Entertainment Value: I always seek out movies about people within the circus or carnival lifestyles, so one with this kind of colorful cast was a natural and Carny doesn’t disappoint. The narrative follows some of the expected paths, such as a young person running off with the carnival for a fresh start, the focus on characters and unvarnished look at carnival life ensure that even the familiar elements feel reinvigorated here. I love how Carny doesn’t try to soften or smooth the edges on carnival life and in truth, the events depicted within the movie don’t even feel that trumped up. I’ve read a number of books about traveling carnivals and this material doesn’t exaggerate, though it does focus on the wilder moments, as expected. But the brawls with locals, drama between performers, and even under the table deals with law enforcement are all rooted in well known, well documented traditions of the carnivals. The sights and sounds of the carnival, both out on the midway and behind the scenes are presented in immersive, effective fashion as well. I think anyone who has ever visited one will feel those memories coming back as they watch. The story kept me reeled in, I loved the carnival atmosphere, colorful characters, and enthusiastic performances, so I have to give Carny a high recommendation.
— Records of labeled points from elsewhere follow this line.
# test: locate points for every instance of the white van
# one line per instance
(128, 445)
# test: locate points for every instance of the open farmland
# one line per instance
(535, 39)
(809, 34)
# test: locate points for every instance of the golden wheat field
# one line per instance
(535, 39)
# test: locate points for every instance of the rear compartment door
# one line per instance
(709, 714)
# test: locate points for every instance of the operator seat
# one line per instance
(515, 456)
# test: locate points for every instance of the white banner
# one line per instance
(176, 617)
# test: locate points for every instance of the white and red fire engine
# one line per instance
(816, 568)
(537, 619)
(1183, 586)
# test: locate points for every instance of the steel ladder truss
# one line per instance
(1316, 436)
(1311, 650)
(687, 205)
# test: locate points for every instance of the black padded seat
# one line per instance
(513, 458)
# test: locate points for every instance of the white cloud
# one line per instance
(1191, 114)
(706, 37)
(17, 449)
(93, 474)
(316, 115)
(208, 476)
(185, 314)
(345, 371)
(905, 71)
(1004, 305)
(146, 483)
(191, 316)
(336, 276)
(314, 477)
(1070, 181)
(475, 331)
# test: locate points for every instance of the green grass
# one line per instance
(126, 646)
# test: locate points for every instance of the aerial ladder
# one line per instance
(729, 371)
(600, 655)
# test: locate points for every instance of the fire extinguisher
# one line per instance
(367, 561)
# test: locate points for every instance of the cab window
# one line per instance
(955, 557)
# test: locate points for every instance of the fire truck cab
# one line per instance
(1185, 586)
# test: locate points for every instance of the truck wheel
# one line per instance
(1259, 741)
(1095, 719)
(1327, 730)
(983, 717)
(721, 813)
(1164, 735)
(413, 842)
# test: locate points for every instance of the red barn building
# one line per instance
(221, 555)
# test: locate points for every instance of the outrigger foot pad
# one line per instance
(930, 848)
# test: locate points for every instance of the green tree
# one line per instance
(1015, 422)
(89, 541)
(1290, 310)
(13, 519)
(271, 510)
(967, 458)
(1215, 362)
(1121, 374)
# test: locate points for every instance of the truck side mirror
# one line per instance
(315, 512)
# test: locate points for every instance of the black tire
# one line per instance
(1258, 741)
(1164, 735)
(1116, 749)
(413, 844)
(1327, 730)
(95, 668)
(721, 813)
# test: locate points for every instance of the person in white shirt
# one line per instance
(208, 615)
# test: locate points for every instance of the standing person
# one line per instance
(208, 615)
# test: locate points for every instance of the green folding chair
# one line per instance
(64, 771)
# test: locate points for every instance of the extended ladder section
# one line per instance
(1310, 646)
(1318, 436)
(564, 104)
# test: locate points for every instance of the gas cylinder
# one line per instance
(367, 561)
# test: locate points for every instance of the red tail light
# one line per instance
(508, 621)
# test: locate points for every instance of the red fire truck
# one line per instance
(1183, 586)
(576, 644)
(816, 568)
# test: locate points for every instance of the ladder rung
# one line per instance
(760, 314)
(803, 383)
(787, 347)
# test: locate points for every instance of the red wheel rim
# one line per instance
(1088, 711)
As you can likely tell, I had a great time with this movie and while I liked a lot about it, the performances deserve some special praise. Gary Busey is a performer I can always count on for a spirited turn and he proves that here, with an energetic, go for broke effort as our dunk tank lead. He is hilarious in those dunk tank scenes, with a bananas screen presence that makes you want to both laugh out loud and see him dropped in the drink. The scene where he taunts Donna’s boyfriend is quite memorable and Busey really nails the attitude of the carnies who lure in marks, again adding to the authentic carnival texture. But he is also able to convey the quieter moments, as there is some emotion and depth to his character. Jodie Foster and Robbie Robertson are terrific as well, with genuine and kinetic performances. All three leads work well together and anchor the movie, whether in the romantic triangle or the carnival driven sequences. The supporting cast is quite good as well, with Fred Ward, Bert Remsen, Meg Foster, and Tim Thomerson on deck.